Pablo Picasso. The Salon of the Home of Fontainebleau: Olga at the Piano. 1921

Pencil on paper, 19 5/16 × 25 3/16" (49 × 64 cm). Musée national Picasso, Paris. © 2023 Estate of Pablo Picasso

Curator, Anne Umland:  Why did Picasso go to Fontainebleau in the summer of 1921? Getting away, a retreat.

He and his wife, the former ballerina Olga Khokhlova, found a house to rent. They were parents for the first time. Their new baby son Paul was born in February. They struck a balance between a work life, a family life, and socializing.

This house, that the Picassos rented, is still standing. And this very detailed drawing is remarkably faithful to the space.

Conservator, Erika Mosier: When I look at this work, I see this controlled riot of line.

I’m Erika Mosier. I’m a paper conservator at MoMA.

A detail I really like about this work is that if we look at the carpet, he’s given us an indication of the pattern, but he hasn’t drawn the pattern overall. The same thing’s going on with the pictures above the piano. We have the frames, but we don’t have the images. He’s chosen to leave out certain details. I feel like he’s giving our eye the room to process this drawing.

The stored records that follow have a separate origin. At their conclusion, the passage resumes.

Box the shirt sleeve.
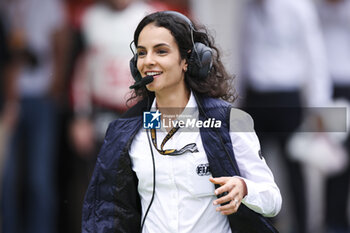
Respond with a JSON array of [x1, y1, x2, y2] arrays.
[[230, 108, 282, 217]]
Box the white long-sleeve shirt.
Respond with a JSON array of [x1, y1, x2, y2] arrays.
[[129, 94, 282, 233], [240, 0, 331, 106], [318, 0, 350, 86]]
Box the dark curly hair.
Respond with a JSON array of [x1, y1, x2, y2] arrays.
[[128, 11, 236, 102]]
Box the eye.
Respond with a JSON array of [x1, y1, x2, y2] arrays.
[[157, 49, 168, 55], [137, 50, 146, 57]]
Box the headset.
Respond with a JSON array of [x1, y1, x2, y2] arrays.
[[130, 11, 213, 88]]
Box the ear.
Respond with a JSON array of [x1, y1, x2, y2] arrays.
[[183, 60, 188, 73]]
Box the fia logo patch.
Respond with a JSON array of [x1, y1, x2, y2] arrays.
[[143, 110, 162, 129], [196, 163, 210, 176]]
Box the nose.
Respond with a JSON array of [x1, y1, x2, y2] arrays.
[[144, 53, 155, 66]]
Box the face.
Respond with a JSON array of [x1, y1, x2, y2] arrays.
[[137, 23, 187, 94]]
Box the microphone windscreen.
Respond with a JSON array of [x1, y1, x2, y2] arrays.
[[129, 75, 154, 89]]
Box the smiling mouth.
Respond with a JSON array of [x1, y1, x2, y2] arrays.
[[146, 71, 163, 77]]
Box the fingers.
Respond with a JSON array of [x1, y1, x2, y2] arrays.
[[209, 177, 247, 215], [216, 199, 241, 215], [213, 190, 240, 205]]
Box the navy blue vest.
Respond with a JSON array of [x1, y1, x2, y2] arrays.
[[82, 93, 277, 233]]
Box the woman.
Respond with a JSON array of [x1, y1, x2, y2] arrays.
[[83, 11, 281, 233]]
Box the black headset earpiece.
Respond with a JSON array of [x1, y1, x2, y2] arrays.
[[129, 54, 142, 82], [130, 11, 213, 82]]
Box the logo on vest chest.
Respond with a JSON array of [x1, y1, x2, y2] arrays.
[[196, 163, 210, 176]]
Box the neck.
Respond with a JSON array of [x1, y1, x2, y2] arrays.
[[155, 88, 190, 114]]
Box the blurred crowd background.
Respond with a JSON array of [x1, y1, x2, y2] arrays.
[[0, 0, 350, 233]]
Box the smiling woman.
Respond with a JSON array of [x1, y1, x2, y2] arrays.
[[82, 11, 282, 233]]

Anne Umland: I love how if you get up close and compare the quality of line that he uses to render Olga Picasso relative to that that he uses to depict the inanimate objects in the room, you can see he’s used a very delicate, much lighter touch in her figure. It’s very intimate. It feels very private. She’s seated at the piano. She’s in the process of turning the sheet music. Her right hand is playing on the keys. And he captures her likeness with just that single profile and the hairstyle and the beads.